Orthonature and Paranature
Orthonature Paranature is Flusser's third book in French, after La Force du Quotidien in 1973 and Le Monde codifié in 1974, and the last published in France during his lifetime. It was published in February 1978 by the Institut Scientifique de Recherche Paranaturaliste (ISRP; Scientific Institute for Paranaturalist Research), which was headquartered at the home of Louis Bec. The ten-page pamphlet for Orthonature Paranature reproduces the text of a lecture given by Flusser on October 9, 1976 on the occasion of Louis Bec’s exhibition Les Sulfanogrades, which were described as artificial organisms living in a hostile sulfur biome.

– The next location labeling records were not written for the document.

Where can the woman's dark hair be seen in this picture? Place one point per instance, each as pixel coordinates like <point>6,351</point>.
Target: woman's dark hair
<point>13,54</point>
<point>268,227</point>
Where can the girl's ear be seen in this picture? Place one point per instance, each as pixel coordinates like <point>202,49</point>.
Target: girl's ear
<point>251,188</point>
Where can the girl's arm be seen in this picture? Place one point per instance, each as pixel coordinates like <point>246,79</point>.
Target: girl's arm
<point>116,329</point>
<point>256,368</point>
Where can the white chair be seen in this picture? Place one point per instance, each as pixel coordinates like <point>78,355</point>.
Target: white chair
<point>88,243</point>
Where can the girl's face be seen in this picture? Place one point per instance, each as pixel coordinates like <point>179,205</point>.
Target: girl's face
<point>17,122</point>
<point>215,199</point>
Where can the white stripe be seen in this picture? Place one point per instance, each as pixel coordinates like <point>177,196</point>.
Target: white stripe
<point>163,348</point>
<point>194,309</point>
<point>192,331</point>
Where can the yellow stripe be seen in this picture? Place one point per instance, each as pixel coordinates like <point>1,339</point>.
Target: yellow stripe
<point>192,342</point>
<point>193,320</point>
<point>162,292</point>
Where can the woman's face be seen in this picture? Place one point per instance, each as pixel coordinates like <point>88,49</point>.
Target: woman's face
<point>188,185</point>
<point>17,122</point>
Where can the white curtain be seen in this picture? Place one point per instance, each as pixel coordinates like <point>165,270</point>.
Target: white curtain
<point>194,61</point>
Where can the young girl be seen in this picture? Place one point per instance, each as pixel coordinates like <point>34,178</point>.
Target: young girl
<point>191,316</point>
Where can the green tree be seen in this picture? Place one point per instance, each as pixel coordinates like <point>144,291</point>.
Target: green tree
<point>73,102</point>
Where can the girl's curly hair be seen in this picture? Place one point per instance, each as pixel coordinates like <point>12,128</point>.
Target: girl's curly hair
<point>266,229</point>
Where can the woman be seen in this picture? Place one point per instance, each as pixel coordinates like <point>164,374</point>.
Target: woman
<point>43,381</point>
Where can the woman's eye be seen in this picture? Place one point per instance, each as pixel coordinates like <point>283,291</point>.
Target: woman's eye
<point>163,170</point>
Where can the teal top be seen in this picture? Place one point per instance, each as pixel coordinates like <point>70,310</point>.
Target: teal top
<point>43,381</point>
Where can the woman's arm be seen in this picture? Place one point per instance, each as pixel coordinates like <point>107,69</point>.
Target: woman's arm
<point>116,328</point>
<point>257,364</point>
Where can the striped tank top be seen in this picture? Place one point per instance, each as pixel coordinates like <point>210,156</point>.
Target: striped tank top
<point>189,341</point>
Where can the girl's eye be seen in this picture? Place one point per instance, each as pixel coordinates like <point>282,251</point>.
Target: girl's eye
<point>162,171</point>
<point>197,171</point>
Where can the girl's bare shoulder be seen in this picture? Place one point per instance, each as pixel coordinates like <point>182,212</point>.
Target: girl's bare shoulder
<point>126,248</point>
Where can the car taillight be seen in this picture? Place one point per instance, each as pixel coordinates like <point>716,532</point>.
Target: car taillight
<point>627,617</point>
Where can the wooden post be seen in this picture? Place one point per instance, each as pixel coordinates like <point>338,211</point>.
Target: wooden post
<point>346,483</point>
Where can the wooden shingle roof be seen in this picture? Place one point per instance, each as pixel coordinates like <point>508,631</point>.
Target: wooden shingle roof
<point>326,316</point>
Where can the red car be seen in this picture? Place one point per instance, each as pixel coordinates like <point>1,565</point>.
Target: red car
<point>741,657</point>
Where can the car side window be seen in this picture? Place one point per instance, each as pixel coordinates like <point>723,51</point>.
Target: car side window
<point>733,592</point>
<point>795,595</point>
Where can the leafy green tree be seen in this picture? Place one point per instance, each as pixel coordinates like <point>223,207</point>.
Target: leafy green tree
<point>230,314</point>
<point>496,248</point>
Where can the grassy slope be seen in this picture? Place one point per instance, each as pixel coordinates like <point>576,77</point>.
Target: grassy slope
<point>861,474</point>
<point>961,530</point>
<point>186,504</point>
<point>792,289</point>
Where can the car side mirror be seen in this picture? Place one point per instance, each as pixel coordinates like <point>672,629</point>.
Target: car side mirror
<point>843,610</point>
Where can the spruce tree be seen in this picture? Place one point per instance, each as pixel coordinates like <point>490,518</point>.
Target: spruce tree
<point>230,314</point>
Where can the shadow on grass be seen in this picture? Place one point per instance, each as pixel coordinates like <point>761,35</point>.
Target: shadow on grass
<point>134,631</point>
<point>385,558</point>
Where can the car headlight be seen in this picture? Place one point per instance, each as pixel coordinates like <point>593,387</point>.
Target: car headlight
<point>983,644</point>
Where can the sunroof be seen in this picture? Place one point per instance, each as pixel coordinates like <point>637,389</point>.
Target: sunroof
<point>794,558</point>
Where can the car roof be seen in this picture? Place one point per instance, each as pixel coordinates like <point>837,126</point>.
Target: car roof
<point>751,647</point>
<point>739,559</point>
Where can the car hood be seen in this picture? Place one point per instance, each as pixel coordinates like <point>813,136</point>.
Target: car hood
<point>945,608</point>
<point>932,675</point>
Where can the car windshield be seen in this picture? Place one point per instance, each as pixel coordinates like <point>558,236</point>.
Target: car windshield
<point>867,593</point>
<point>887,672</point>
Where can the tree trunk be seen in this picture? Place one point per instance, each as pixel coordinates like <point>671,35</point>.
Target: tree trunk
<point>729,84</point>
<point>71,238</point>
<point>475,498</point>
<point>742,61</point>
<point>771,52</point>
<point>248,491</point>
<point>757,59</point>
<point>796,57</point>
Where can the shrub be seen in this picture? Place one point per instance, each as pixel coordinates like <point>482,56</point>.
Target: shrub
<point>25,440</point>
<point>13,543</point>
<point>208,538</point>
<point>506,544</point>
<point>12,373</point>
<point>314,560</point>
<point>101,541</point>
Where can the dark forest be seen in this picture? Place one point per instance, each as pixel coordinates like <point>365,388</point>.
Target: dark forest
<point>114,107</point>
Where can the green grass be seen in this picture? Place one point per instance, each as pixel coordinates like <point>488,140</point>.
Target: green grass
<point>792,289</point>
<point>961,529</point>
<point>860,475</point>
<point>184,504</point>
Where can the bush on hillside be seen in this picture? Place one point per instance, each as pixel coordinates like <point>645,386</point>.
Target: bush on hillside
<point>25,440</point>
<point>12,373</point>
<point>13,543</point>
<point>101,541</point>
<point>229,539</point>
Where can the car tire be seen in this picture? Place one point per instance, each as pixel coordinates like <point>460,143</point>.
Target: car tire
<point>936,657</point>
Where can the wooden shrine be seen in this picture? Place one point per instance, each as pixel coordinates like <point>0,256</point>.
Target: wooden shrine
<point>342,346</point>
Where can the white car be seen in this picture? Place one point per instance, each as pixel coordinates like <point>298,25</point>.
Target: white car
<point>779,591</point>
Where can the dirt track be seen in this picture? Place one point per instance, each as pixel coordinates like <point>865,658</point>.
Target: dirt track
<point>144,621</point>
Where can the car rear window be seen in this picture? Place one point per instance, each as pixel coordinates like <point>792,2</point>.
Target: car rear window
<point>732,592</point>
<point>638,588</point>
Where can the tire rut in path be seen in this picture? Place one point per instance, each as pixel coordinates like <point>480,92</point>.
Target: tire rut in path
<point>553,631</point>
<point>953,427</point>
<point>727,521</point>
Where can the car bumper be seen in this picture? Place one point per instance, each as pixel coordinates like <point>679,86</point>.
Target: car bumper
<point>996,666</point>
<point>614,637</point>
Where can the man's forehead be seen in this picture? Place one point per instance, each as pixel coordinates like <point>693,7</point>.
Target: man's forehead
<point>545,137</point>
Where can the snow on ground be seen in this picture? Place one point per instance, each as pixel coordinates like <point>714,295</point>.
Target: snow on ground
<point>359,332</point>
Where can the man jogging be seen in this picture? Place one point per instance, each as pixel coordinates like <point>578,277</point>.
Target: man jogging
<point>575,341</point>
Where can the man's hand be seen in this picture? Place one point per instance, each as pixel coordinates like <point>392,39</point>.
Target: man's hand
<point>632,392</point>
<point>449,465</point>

Orthonature Paranature is framed by other Flusser texts and projects, including the cross-disciplinary roundtable Technologie et imaginaire (1975) – which presaged future French projects like Les Immatériaux (1985), the landmark exhibition at the Centre Pompidou organized by Jean-François Lyotard and Thierry Chaput – and Natural:Mind (1979). In Orthonature Paranature, Flusser argues that, rather than culture existing as the transformation of nature, the opposite is often true. Flusser defines “orthonature” as the commonly understood version of nature as universal and omnipresent, preexisting culture, and “paranature” as multiple: all the natures and cultures reduced to epistemological categories in order to make them understandable and manipulable. Orthonature Paranature clearly laid the ground for Flusser and Bec’s collaborative opus, Vampyroteuthis infernalis, which is often described as a work of “parabiology,” and Flusser’s “Curie’s Children” (1986-1992) column in Artforum. In this sense, Orthonature Paranature serves as a small but potent experiment around which Flusser’s ideas of nature, art, science, and philosophy hinged, and which would be elaborated upon in his writings until his death.